The Observatory -- which relies on a network of sources inside Syria for its information -- says it determines what planes carried out raids according to their type, location, flight patterns and the munitions involved.

Moscow shrugged off the claims as non-credible.

"We do not consider as reliable the information... coming from this organisation, which is based in the United Kingdom," Kremlin spokesman Dmitry Peskov told reporters.

Moscow said Thursday it would continue its bombing campaign in Syria, despite Washington's threat and international concern about Aleppo.
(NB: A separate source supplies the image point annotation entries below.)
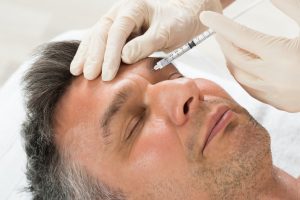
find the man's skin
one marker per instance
(155, 145)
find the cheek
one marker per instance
(157, 148)
(209, 88)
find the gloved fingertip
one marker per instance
(75, 69)
(127, 55)
(206, 17)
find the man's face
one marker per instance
(157, 135)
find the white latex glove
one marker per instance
(267, 67)
(161, 24)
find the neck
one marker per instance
(280, 186)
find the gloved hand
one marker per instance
(267, 67)
(159, 25)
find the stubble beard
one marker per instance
(239, 175)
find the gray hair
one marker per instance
(50, 173)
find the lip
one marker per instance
(218, 121)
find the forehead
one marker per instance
(81, 107)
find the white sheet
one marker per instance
(206, 61)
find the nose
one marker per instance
(174, 99)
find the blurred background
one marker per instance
(24, 24)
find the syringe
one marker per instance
(196, 41)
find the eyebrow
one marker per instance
(119, 99)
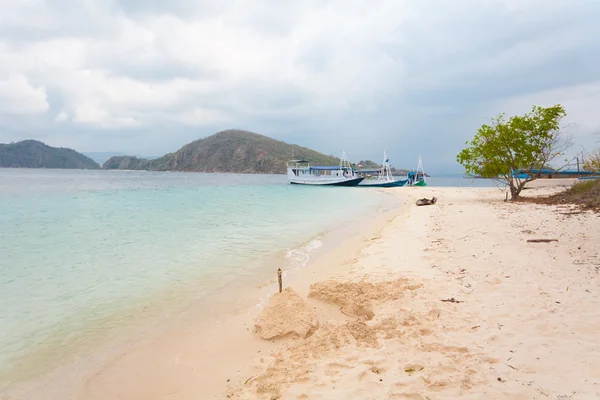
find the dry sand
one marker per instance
(367, 320)
(525, 324)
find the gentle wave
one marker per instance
(85, 253)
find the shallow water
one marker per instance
(84, 252)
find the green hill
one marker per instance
(227, 151)
(34, 154)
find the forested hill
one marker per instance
(227, 151)
(34, 154)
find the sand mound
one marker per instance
(286, 315)
(319, 357)
(356, 299)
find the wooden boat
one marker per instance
(417, 177)
(383, 176)
(300, 172)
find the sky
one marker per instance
(406, 76)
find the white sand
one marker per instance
(527, 324)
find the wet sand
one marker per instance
(440, 302)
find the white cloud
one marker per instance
(338, 67)
(61, 117)
(19, 97)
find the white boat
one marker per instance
(383, 176)
(300, 172)
(417, 177)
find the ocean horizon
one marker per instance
(86, 253)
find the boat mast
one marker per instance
(420, 166)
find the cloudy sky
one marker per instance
(407, 76)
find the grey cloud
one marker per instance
(449, 67)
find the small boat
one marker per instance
(418, 176)
(300, 172)
(384, 177)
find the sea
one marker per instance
(86, 253)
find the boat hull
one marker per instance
(315, 182)
(398, 183)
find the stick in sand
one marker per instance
(279, 279)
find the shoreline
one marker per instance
(70, 380)
(463, 307)
(473, 311)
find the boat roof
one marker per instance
(327, 167)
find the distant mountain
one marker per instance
(126, 162)
(227, 151)
(34, 154)
(102, 156)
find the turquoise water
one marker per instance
(85, 251)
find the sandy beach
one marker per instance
(437, 302)
(522, 322)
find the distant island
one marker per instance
(35, 154)
(235, 151)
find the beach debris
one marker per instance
(453, 300)
(426, 202)
(286, 315)
(279, 279)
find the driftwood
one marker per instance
(280, 279)
(426, 202)
(452, 300)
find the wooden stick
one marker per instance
(279, 278)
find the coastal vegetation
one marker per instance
(584, 195)
(236, 151)
(592, 161)
(35, 154)
(507, 147)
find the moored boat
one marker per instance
(300, 172)
(417, 177)
(383, 176)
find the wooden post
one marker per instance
(279, 279)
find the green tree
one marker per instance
(506, 147)
(592, 161)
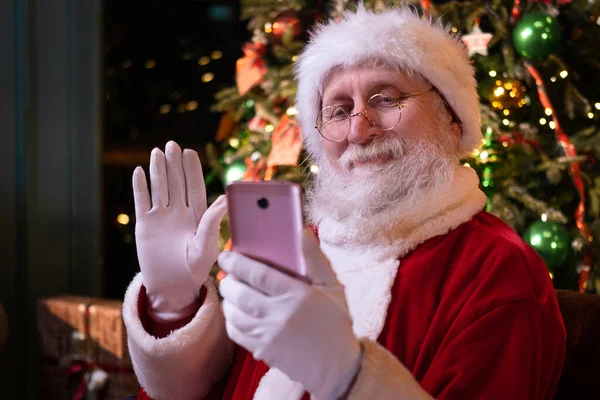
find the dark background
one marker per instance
(152, 53)
(79, 109)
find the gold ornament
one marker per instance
(507, 95)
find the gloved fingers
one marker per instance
(210, 223)
(203, 246)
(246, 324)
(175, 175)
(158, 179)
(141, 197)
(194, 181)
(245, 298)
(250, 343)
(318, 266)
(257, 275)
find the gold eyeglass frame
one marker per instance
(400, 102)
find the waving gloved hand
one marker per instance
(176, 235)
(304, 330)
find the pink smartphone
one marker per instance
(266, 223)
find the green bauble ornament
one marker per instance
(537, 35)
(551, 241)
(234, 171)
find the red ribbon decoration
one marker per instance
(570, 151)
(426, 6)
(518, 139)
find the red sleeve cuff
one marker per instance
(158, 329)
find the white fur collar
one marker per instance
(359, 261)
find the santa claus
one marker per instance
(414, 293)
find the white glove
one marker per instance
(176, 236)
(304, 330)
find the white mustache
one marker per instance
(386, 148)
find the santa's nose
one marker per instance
(362, 130)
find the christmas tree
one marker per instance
(538, 71)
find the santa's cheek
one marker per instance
(334, 150)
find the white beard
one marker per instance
(365, 192)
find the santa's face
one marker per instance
(371, 170)
(351, 89)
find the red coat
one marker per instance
(473, 315)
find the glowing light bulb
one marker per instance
(191, 106)
(123, 219)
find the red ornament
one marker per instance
(286, 26)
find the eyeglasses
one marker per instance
(383, 112)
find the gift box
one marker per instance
(83, 349)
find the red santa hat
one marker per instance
(398, 37)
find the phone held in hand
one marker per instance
(266, 223)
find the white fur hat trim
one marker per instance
(402, 38)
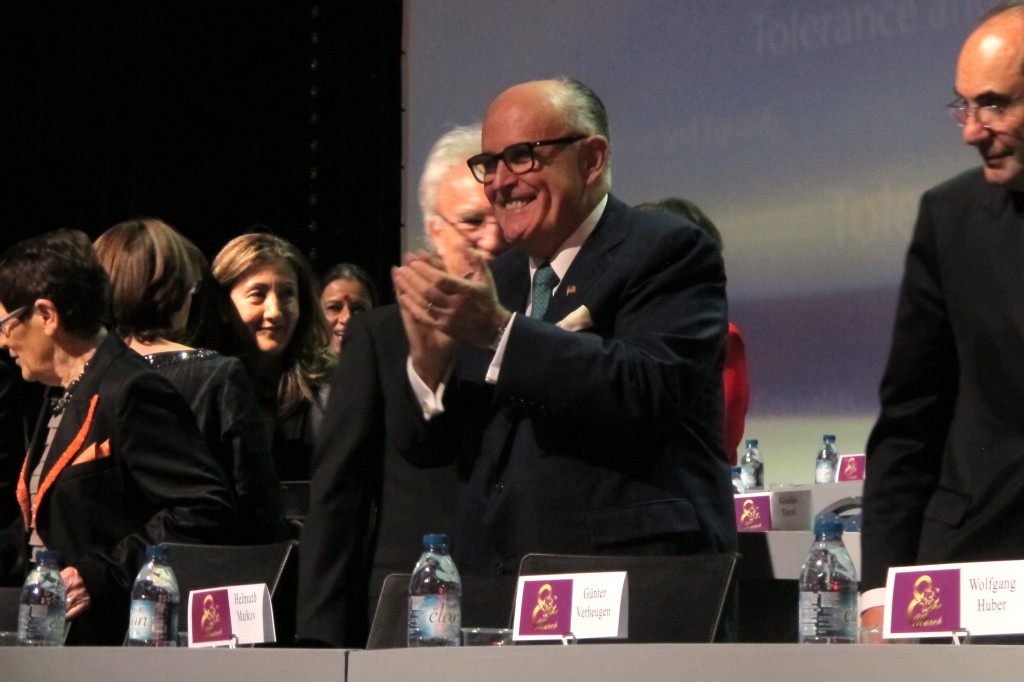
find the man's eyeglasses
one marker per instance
(518, 158)
(469, 225)
(987, 116)
(5, 323)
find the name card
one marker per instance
(589, 605)
(851, 467)
(753, 511)
(243, 611)
(785, 509)
(940, 599)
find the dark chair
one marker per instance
(672, 598)
(389, 629)
(295, 499)
(9, 603)
(204, 566)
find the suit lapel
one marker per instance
(581, 283)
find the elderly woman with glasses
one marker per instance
(154, 274)
(116, 461)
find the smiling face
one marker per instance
(538, 210)
(989, 72)
(461, 200)
(267, 302)
(342, 299)
(31, 348)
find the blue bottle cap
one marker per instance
(157, 551)
(435, 540)
(827, 523)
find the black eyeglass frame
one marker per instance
(470, 227)
(479, 164)
(16, 314)
(961, 113)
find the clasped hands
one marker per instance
(439, 307)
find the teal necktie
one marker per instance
(545, 280)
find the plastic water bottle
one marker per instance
(41, 613)
(826, 462)
(828, 588)
(753, 467)
(154, 617)
(737, 481)
(435, 596)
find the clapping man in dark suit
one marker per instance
(369, 507)
(588, 420)
(944, 461)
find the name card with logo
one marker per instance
(243, 611)
(753, 511)
(786, 509)
(937, 600)
(588, 605)
(851, 467)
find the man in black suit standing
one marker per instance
(369, 507)
(587, 420)
(945, 462)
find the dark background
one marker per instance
(215, 117)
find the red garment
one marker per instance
(737, 391)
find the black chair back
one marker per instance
(672, 598)
(9, 603)
(295, 499)
(389, 629)
(204, 566)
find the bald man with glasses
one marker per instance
(576, 379)
(945, 462)
(369, 507)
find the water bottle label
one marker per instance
(830, 615)
(824, 472)
(435, 616)
(140, 620)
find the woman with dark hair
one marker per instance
(116, 461)
(155, 271)
(346, 290)
(282, 337)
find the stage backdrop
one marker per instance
(806, 130)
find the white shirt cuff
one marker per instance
(430, 401)
(496, 363)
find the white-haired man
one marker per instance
(369, 508)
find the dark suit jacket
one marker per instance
(607, 439)
(945, 460)
(127, 468)
(369, 508)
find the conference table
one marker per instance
(642, 663)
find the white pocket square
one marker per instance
(577, 321)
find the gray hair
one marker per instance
(585, 113)
(452, 151)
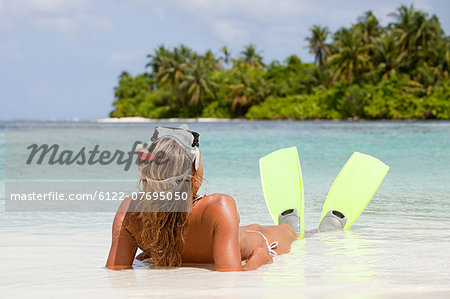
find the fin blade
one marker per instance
(355, 186)
(282, 183)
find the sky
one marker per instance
(61, 59)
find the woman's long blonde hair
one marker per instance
(164, 222)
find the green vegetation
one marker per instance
(368, 71)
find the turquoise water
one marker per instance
(399, 246)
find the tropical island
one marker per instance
(365, 71)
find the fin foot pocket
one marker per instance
(292, 218)
(333, 220)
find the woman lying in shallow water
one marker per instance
(197, 229)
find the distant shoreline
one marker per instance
(139, 119)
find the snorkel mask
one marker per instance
(189, 140)
(176, 188)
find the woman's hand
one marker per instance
(259, 257)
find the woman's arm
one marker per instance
(123, 246)
(226, 247)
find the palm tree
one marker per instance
(251, 56)
(317, 44)
(388, 57)
(246, 87)
(197, 83)
(351, 55)
(226, 55)
(210, 61)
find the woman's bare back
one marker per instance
(213, 235)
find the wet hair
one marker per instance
(163, 222)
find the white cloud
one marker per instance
(63, 16)
(121, 57)
(229, 33)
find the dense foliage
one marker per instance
(365, 71)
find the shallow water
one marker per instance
(400, 246)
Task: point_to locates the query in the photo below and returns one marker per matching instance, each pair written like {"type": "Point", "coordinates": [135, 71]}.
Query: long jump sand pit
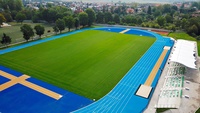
{"type": "Point", "coordinates": [22, 80]}
{"type": "Point", "coordinates": [145, 90]}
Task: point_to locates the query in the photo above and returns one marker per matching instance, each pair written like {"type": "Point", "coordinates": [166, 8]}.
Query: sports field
{"type": "Point", "coordinates": [89, 63]}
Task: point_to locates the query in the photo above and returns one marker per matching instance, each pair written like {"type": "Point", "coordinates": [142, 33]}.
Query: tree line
{"type": "Point", "coordinates": [164, 16]}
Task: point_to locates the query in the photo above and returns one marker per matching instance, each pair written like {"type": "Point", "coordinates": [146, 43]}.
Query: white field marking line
{"type": "Point", "coordinates": [33, 86]}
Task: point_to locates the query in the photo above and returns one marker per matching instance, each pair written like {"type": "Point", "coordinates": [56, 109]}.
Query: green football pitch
{"type": "Point", "coordinates": [89, 63]}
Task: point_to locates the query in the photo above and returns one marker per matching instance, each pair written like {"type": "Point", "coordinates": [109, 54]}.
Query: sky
{"type": "Point", "coordinates": [138, 1]}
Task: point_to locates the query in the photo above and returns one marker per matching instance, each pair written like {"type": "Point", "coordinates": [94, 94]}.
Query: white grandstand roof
{"type": "Point", "coordinates": [183, 53]}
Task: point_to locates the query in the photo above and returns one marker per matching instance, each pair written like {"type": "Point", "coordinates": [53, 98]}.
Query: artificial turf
{"type": "Point", "coordinates": [89, 63]}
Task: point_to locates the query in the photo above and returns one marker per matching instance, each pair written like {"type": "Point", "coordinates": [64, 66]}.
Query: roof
{"type": "Point", "coordinates": [184, 53]}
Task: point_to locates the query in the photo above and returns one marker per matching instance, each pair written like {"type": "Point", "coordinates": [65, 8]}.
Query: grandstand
{"type": "Point", "coordinates": [171, 92]}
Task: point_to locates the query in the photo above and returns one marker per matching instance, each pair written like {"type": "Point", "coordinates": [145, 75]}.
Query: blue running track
{"type": "Point", "coordinates": [122, 98]}
{"type": "Point", "coordinates": [21, 99]}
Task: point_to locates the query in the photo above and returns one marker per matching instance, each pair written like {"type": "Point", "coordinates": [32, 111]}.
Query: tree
{"type": "Point", "coordinates": [39, 30]}
{"type": "Point", "coordinates": [149, 10]}
{"type": "Point", "coordinates": [157, 13]}
{"type": "Point", "coordinates": [161, 21]}
{"type": "Point", "coordinates": [7, 16]}
{"type": "Point", "coordinates": [20, 17]}
{"type": "Point", "coordinates": [193, 30]}
{"type": "Point", "coordinates": [27, 31]}
{"type": "Point", "coordinates": [69, 21]}
{"type": "Point", "coordinates": [83, 18]}
{"type": "Point", "coordinates": [139, 21]}
{"type": "Point", "coordinates": [169, 19]}
{"type": "Point", "coordinates": [91, 16]}
{"type": "Point", "coordinates": [55, 29]}
{"type": "Point", "coordinates": [108, 17]}
{"type": "Point", "coordinates": [166, 8]}
{"type": "Point", "coordinates": [116, 18]}
{"type": "Point", "coordinates": [5, 39]}
{"type": "Point", "coordinates": [2, 19]}
{"type": "Point", "coordinates": [184, 23]}
{"type": "Point", "coordinates": [77, 23]}
{"type": "Point", "coordinates": [100, 17]}
{"type": "Point", "coordinates": [60, 23]}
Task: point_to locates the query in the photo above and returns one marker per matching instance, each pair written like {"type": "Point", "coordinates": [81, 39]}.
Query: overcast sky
{"type": "Point", "coordinates": [139, 1]}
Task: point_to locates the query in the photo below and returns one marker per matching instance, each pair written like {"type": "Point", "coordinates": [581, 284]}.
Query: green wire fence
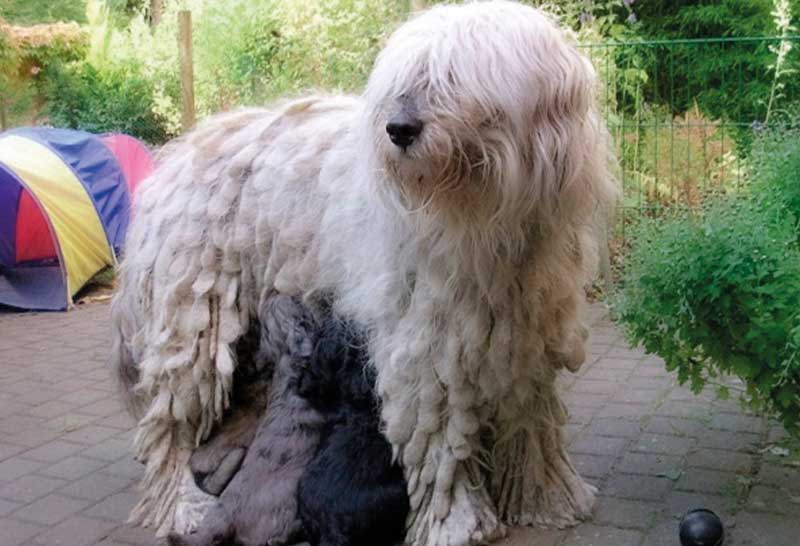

"Bombs are raining from Syria-led coalition planes and the whole of east Aleppo has become a giant kill box," MSF director of operations Xisco Villalonga said in a statement on Friday.

"The Syrian government must stop the indiscriminate bombing, and Russia as an indispensable political and military ally of Syria has the responsibility to exert the pressure to stop this," he said.

UN aid chief Stephen O'Brien on Thursday told the Security Council that Aleppo was descending into the "merciless abyss of a humanitarian catastrophe unlike any we have witnessed so far in Syria".

Save the Children, meanwhile, said Friday that the use of bunker-busting bombs meant it would be too dangerous for children to return to school this weekend, even to underground classrooms.

The "ferocious assault" on Aleppo could deprive almost 100,000 school-age children of an education said the charity, which supports 13 schools in the city, eight of them underground.